The Marshal of Hellwarth was a strict old man with the sense of honor of a long-lost age. Pirates he caught and hanged. Women and boys—could never be pirates, could they? How strange, what his mercy had saved.

“Mum?” Kate looked very solemn, lips pursed and brow furrowed, when she said, “Gregory Lark—Gregory Lark was my father.”

David’s eyes went a little wide, and he hid a smile with his hand. Grace—bloody hell, she was going to have to explain it all.

“No, Kate,” Grace said, equally solemn. “Gregory Lark was your mother, dressed as a man and fallen in with pirates.”

Kate took a long moment to turn this over in her mind. Then, as pieces dropped into place, she stared at Grace with open-mouthed wonder, like she might stare at a giant, or a dragon. Oh, the stars in her eyes had suddenly gotten very big, Grace thought with a sinking heart.

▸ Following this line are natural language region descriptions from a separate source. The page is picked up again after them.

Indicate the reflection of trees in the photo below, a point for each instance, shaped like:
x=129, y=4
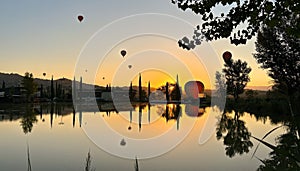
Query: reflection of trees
x=28, y=119
x=172, y=111
x=235, y=134
x=286, y=155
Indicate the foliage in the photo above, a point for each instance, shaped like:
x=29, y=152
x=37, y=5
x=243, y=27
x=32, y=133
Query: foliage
x=29, y=85
x=249, y=13
x=220, y=85
x=279, y=53
x=237, y=77
x=286, y=155
x=28, y=120
x=235, y=134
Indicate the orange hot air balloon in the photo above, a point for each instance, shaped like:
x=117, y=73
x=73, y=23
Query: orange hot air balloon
x=123, y=53
x=227, y=56
x=193, y=110
x=193, y=89
x=80, y=18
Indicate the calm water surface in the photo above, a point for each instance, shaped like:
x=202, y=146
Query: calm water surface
x=57, y=138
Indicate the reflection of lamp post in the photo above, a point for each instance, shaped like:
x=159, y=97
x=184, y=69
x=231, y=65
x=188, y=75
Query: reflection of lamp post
x=61, y=122
x=130, y=112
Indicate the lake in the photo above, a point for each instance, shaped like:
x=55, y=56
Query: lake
x=173, y=137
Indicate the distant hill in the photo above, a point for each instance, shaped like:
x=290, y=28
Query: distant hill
x=15, y=80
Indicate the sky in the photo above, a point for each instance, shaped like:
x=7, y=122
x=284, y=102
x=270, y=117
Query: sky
x=46, y=37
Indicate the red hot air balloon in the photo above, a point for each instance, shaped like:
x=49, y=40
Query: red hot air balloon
x=227, y=56
x=80, y=18
x=123, y=53
x=193, y=111
x=193, y=89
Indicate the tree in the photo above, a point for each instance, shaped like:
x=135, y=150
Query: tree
x=52, y=89
x=140, y=88
x=29, y=85
x=3, y=85
x=250, y=14
x=220, y=85
x=237, y=77
x=279, y=53
x=28, y=119
x=235, y=135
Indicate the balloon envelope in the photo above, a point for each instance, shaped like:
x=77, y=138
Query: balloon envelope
x=227, y=56
x=80, y=18
x=193, y=110
x=193, y=89
x=123, y=52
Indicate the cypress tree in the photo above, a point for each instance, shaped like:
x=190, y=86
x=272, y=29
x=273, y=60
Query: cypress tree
x=140, y=87
x=52, y=89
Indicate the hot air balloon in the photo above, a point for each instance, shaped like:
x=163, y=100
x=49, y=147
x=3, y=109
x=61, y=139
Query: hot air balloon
x=193, y=89
x=123, y=53
x=193, y=110
x=227, y=56
x=80, y=18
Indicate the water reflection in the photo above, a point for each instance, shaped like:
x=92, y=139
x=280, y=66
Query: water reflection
x=28, y=119
x=234, y=133
x=286, y=155
x=232, y=128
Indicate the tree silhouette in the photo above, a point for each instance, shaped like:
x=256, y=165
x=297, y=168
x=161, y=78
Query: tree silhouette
x=3, y=85
x=220, y=85
x=28, y=119
x=278, y=52
x=237, y=77
x=286, y=155
x=29, y=85
x=52, y=89
x=234, y=133
x=251, y=13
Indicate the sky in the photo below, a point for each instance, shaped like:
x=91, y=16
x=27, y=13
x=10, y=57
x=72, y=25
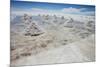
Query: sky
x=20, y=7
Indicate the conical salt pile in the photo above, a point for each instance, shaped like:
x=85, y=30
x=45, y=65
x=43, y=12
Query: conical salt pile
x=31, y=29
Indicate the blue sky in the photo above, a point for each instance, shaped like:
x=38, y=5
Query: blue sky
x=53, y=7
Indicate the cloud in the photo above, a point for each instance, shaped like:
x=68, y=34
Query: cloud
x=81, y=11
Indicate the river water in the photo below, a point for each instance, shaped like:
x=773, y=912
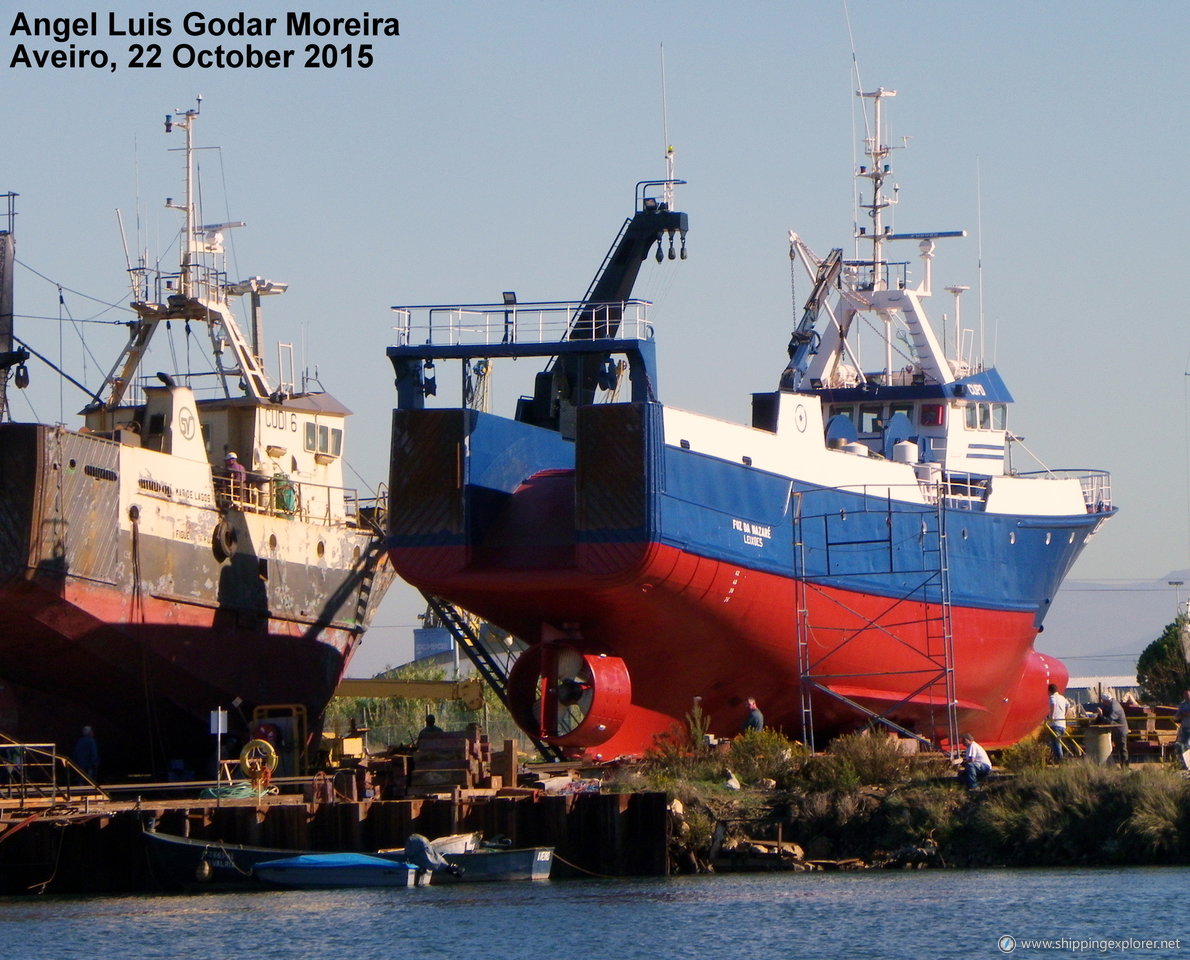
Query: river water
x=1138, y=913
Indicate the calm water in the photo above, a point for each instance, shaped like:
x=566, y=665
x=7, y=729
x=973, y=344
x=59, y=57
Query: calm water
x=960, y=914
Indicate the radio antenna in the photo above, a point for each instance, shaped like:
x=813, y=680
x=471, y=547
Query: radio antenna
x=668, y=193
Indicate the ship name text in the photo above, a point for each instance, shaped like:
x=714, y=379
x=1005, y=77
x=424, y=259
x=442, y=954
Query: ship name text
x=755, y=534
x=60, y=33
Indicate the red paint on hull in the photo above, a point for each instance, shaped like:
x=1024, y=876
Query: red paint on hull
x=145, y=672
x=688, y=626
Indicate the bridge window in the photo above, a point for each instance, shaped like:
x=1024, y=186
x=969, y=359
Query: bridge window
x=324, y=439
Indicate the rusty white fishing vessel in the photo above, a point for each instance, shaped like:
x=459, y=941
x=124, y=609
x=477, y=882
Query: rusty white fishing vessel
x=145, y=578
x=864, y=551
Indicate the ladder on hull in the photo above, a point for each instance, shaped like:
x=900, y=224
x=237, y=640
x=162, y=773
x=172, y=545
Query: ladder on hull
x=935, y=627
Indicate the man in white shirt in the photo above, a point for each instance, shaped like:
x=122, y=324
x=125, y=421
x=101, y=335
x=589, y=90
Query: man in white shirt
x=974, y=763
x=1056, y=722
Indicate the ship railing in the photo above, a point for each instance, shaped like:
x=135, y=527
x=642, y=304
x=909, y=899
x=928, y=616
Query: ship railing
x=1096, y=485
x=36, y=773
x=894, y=275
x=204, y=282
x=281, y=495
x=540, y=322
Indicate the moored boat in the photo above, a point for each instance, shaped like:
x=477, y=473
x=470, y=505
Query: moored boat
x=331, y=870
x=193, y=864
x=865, y=551
x=189, y=546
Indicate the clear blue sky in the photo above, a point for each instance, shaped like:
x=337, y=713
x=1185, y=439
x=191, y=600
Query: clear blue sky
x=495, y=145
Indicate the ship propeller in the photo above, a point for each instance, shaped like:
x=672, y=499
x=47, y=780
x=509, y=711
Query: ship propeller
x=569, y=696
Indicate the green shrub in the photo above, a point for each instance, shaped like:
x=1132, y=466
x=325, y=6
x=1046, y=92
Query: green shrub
x=766, y=753
x=874, y=759
x=1028, y=754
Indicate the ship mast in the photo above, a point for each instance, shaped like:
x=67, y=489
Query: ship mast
x=199, y=295
x=877, y=170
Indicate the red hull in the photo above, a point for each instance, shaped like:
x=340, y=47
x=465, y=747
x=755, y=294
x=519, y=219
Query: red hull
x=145, y=673
x=690, y=627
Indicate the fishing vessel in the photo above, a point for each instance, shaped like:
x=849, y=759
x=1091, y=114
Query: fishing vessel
x=864, y=552
x=192, y=545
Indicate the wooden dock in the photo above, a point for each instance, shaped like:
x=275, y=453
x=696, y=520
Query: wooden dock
x=92, y=845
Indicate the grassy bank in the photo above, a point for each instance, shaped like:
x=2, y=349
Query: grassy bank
x=865, y=800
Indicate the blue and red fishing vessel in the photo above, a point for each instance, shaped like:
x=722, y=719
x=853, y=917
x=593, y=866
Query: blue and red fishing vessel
x=864, y=551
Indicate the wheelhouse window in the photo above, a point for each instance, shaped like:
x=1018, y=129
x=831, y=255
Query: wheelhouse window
x=870, y=419
x=933, y=414
x=985, y=415
x=324, y=439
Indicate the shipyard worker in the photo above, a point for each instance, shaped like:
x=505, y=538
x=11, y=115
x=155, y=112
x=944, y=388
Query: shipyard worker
x=1183, y=717
x=1110, y=711
x=755, y=719
x=1056, y=722
x=421, y=853
x=974, y=763
x=237, y=475
x=86, y=754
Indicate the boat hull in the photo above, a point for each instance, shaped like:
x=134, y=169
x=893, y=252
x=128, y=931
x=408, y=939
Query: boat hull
x=718, y=581
x=126, y=612
x=187, y=863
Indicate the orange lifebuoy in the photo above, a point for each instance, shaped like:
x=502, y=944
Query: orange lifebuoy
x=258, y=759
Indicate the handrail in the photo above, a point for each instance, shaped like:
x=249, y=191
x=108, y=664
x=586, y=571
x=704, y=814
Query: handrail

You?” Kate said, her bottled excitement bursting under pressure at last. “You sailed on the Nymph? Grace Lark—Gregory Lark. You were first mate! First mate of the Nymph! You always told me women don’t go to sea, the superstitions of sailors won’t let women sail, and yet you—you never told me!”

“God, Kate. If it ever got out that anyone from the Nymph lived, people would beat down our door for word of the treasure. I didn’t tell anyone. Especially you. You’ve watched the boats come and go since you were a baby. I didn’t want you getting any more ideas than you already had.”

“What really happened? Did you do it?” Kate said, seemingly impervious to words of caution or explanation. She glanced sidelong at David, and her voice fell to a whisper. “Did you kill Captain Alan?”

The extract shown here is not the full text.